The next few posts here you may get some more faces - two or three people in a library room, going over syllabi. This is kindof all just the lead-up to our first episode - as like, a real episode - I’m trying to bring you in on the prepro, as it were. The Real McCoy (interestingly, a phrase for which there is no one distinguishable etymology) is when we sit down as a big ol group in front of a live audience. Here in prepro though, I wanted to meet with some other filmmakers, educators, local coop advocates and visionaries - and we’ll post some of the nuggets from those conversations, to open up room hopefully for you to add in the comments to things that you want to see here too all the way at the top of this whole project.


Something worth mentioning here is that for the live-audience episodes - which start this summer after we’ve got that syllabus nice and tight and ready to roll - the structure we’ll use for those episodes for framing a live discussion has some significance, which is, of course, something that can be said about worker coops, too - that both the CCorp or LCA structures, Rochdale Principles, etc - are significant. Not just bureaucracy, but actually helpful. 

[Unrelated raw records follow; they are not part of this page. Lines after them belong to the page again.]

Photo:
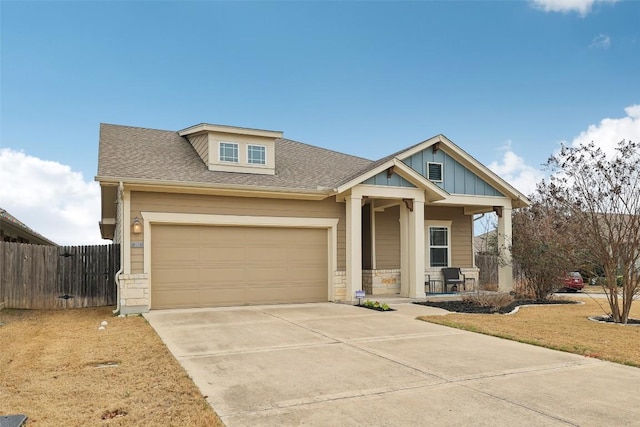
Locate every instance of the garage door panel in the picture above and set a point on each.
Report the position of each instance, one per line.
(200, 266)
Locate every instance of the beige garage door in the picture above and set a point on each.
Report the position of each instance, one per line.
(208, 266)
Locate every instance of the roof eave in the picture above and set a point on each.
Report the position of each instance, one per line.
(226, 189)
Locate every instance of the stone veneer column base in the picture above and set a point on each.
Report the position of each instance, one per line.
(339, 285)
(135, 296)
(381, 282)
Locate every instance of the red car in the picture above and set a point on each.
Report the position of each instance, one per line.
(573, 282)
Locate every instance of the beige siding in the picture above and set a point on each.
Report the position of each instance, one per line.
(388, 238)
(220, 205)
(201, 145)
(461, 232)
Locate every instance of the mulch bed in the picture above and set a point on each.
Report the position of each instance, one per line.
(472, 308)
(376, 308)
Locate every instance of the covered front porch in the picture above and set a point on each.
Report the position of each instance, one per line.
(399, 239)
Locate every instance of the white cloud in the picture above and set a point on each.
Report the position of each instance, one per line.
(582, 7)
(609, 132)
(50, 198)
(513, 169)
(605, 135)
(601, 41)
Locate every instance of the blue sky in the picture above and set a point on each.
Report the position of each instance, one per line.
(506, 81)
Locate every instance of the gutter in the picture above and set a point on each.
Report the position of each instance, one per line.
(119, 272)
(318, 193)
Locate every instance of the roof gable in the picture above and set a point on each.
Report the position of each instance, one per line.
(456, 178)
(463, 174)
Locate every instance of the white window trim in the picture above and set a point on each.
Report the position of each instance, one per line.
(427, 243)
(441, 171)
(220, 154)
(249, 146)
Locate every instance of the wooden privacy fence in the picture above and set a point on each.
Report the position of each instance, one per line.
(49, 277)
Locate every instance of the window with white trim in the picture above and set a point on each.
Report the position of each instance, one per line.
(434, 171)
(256, 154)
(229, 152)
(438, 243)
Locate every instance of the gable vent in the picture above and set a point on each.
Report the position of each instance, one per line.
(434, 171)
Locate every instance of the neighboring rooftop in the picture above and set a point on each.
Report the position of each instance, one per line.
(14, 230)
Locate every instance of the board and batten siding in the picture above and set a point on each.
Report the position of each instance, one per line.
(244, 206)
(388, 238)
(461, 233)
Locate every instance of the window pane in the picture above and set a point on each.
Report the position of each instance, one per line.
(256, 155)
(228, 152)
(438, 236)
(439, 257)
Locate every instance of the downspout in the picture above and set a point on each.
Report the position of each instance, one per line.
(119, 272)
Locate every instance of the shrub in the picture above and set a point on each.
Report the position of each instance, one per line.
(494, 300)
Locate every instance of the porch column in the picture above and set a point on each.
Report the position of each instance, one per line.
(416, 250)
(505, 269)
(404, 251)
(354, 246)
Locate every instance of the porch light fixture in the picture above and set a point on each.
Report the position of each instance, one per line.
(136, 227)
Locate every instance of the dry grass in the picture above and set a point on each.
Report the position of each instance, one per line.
(49, 372)
(561, 327)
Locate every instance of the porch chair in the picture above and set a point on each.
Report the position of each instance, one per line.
(453, 276)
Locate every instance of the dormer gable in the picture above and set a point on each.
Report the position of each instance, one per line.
(234, 149)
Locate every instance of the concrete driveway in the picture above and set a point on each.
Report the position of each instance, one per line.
(337, 365)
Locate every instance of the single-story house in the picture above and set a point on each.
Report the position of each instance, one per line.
(216, 215)
(14, 230)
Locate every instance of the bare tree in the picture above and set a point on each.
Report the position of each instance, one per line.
(542, 248)
(599, 195)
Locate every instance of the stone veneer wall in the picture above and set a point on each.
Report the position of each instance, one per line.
(135, 297)
(381, 282)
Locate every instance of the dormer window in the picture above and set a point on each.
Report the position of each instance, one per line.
(234, 149)
(434, 171)
(256, 154)
(229, 152)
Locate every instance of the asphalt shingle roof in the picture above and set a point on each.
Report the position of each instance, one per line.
(148, 154)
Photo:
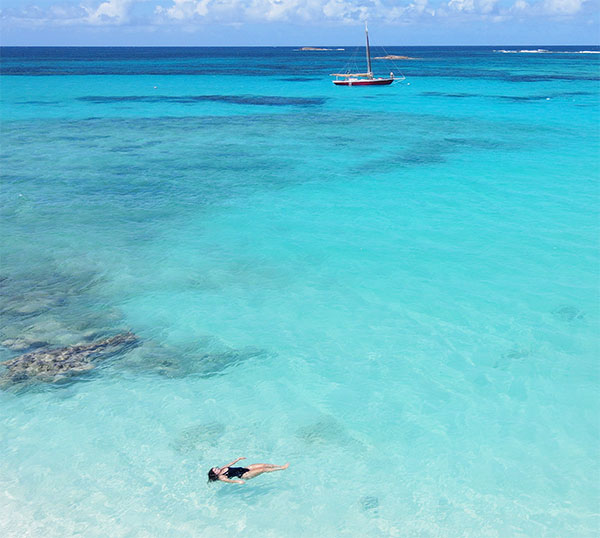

But what I mean by that episode-wise is that I’m modeling our facilitator-led format after group therapy, because it’s been where I’ve been most successful opening up to people - and my golly that’s really hard! I dunno, you may not think so from the fact of me posting this at all if you haven’t met me in person, but just this one little okay-lets-start-a-real-deal-post has been a lllonnnng time in the making. 


It’s maybe a bit of an experimental thing, to model a podcast after therapy, rather than just have a dang conversation, right? That may seem kind stifling in some ways. I don’t mean for it to - But I’m approaching it in this way because, well I feel like this is kindof about healing an industry, yeah, and an industry is made of people - and maybe on some level it also it’s about healing people too by way of empowering them both vocally and financially. I apologize if all of this just like, makes yr fuckin’ jaw hurt it’s so goddamn sweet but I yam what I yam. It’s what I got. And I hope that you jive


I figure set things up like this for the live episodes - first, watch a movie or two or listen to a podcast or a lecture, before we get to any kind of recording. And with the movie we’ll have a set of questions that we can consider about what we saw or heard, to contextualize it with LCA worker cooperatives in film. Then, on the day, when we all meet, we’ll be at a big table together in front of an audience - I’ll be the general facilitator, and sometimes we’ll have a guest facilitator who’s gonna know a lot more about the subject than I do, and at the table with us, there’s gonna be about 6 folks (ideally) that change from week to week, originating from various parts of the film industry, answering whatever questions struck them most - just going in depth, uninterrupted, for as many minutes as we divvi it up to be, probably about 5 to 8 apiece or somethign depending on how many people are there, with room for reflection with the facilitator. No cross talk and all that - perhaps you know the 12 step ethos too. Finally, we’ll open it up to table discussion as well as audience q&a&reflections - and hopefully, we’ll all learn something useful.


So thats what all this is, what it's all kindof shaped itself up to be by now. I’m really looking forward to getting this out there and working with all of you on it to make it really good. Thanks for listening, take good care out there, and I’ll be back soon. Thanks.